Cette décision de Jules Ferry d’accorder la liberté éditoriale fut aussi présentée comme un acte de confiance dans le corps enseignant, un respect de leur liberté pédagogique en somme. En cela, il rompait avec la logique précédente instaurée par le ministre de l’instruction publique Guizot de manuel unique pour l’apprentissage de la lecture « approuvé par le conseil royal de l’instruction publique ».
Un pas de plus vers la caporalisation
Qu’est-ce qui anime donc Gabriel Attal dans sa volonté de ré-instaurer un contrôle étatique sur les manuels scolaires ?
Force est de constater qu’il ne s’agit pas d’accompagner cette mesure d’un assouplissement des curricula ; c’est même le contraire puisqu’il annonce en même temps une réécriture des programmes dans un sens encore plus coercitif en français et en mathématiques pour l’école primaire. On se situe donc dans une optique de renforcement du contrôle des contenus et des pratiques, un coup supplémentaire porté à la liberté pédagogique des enseignants du premier degré déjà fort malmenés sur ce plan par le ministre Blanquer.
On peut également soupçonner un lourd clin d’oeil et un certain coup de pouce donné à La librairie des écoles, maison d’édition pionnière dans la diffusion de la fameuse méthode d’apprentissage des mathématiques, dite « méthode Singapour » et maison d’édition chérie par le réseau des écoles privées hors-contrat.
Ce n’est pas la première fois que le gouvernement tente de revenir sur la liberté éditoriale.
Le 21 août 1940, par décret, le régime de Vichy instaurait un contrôle ministériel sur les manuels, notamment ceux d’histoire-géographie considérés comme les plus susceptibles de contribuer au formatage des esprits.

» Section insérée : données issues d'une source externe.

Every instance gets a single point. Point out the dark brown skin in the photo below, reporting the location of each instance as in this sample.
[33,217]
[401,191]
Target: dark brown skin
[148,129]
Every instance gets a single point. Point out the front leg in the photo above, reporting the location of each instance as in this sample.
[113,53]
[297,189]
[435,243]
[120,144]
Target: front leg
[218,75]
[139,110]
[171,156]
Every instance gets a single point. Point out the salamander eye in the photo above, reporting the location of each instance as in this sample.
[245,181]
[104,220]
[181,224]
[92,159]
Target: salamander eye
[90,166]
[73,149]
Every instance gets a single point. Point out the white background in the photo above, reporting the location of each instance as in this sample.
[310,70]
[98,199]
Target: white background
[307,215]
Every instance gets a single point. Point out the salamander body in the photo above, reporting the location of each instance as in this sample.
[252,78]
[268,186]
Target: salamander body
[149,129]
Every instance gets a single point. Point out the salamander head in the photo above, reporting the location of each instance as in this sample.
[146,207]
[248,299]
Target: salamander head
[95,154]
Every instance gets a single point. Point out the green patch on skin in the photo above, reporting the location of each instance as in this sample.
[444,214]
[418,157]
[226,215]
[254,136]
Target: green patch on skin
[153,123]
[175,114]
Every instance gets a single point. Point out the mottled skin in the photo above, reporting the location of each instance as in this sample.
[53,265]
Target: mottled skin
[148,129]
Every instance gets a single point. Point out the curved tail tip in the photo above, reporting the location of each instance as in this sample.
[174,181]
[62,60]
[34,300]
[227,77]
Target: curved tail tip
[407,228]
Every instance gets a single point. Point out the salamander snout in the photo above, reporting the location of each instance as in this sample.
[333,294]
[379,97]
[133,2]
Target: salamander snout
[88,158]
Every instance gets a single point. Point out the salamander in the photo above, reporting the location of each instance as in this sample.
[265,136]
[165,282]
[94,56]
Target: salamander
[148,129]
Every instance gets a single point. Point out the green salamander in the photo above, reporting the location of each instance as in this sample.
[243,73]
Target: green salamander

Même si le gouvernement provisoire revient sur ce décret en 1944, Paul Devin rappelle que le fantasme du contrôle étatique des manuels continue d’irriguer la haute administration de l’Éducation nationale. On le trouve dans le rapport Borne de l’Inspection générale en 1998 ainsi que chez Gilles de Robien en 2005.
Un autre épisode est passé inaperçu parce que cantonné aux débats internes du Conseil National des Programmes (CNP) entre 1995 et 1997. À cette date, Luc Ferry préside le Conseil. Avec le ministre François Bayrou, ils rêvent d’un « manuel de référence » au collège. Sa coordination est confiée au philosophie Tzvetan Todorov. Les discussions vont bon train : comment l’appeler ? « Manuel du savoir fondamental » ? « Manuel d’entrée en société » ? La perspective va bien au-delà d’une labellisation puisqu’il s’agit de sortir un manuel publié par l’Éducation nationale.
Après discussion, le projet est finalement annulé par le ministre qui ne souhaite pas se mettre le monde de l’édition scolaire à dos et parce que même le CNP craint d’entraver la liberté pédagogique des enseignants.
Un terrain miné
Gabriel Attal met donc les pieds en terrain miné en touchant à l’un des socles identitaires de l’école républicaine. Il y a d’abord fort à parier que le puissant syndicat de l’édition (SNE) monte au créneau contre ces velleités de surveillance. Il est également de notre devoir de déconstruire l’apparente banalité de cette annonce en alertant sur ce qu’elle charrie de réactionnaire. Cette mesure présentée comme disruptive et adossée à la nouvelle marotte ministérielle de la « pédagogie explicite » et des « données probantes » participe à transformer les enseignants en agents exécutifs de méthodes supposément brevetées. Des manuels scolaires aux bréviaires pédagogiques, il n’y a qu’un pas que les spécialistes de la poudre perlimpinpin semblent vouloir franchir allégrement.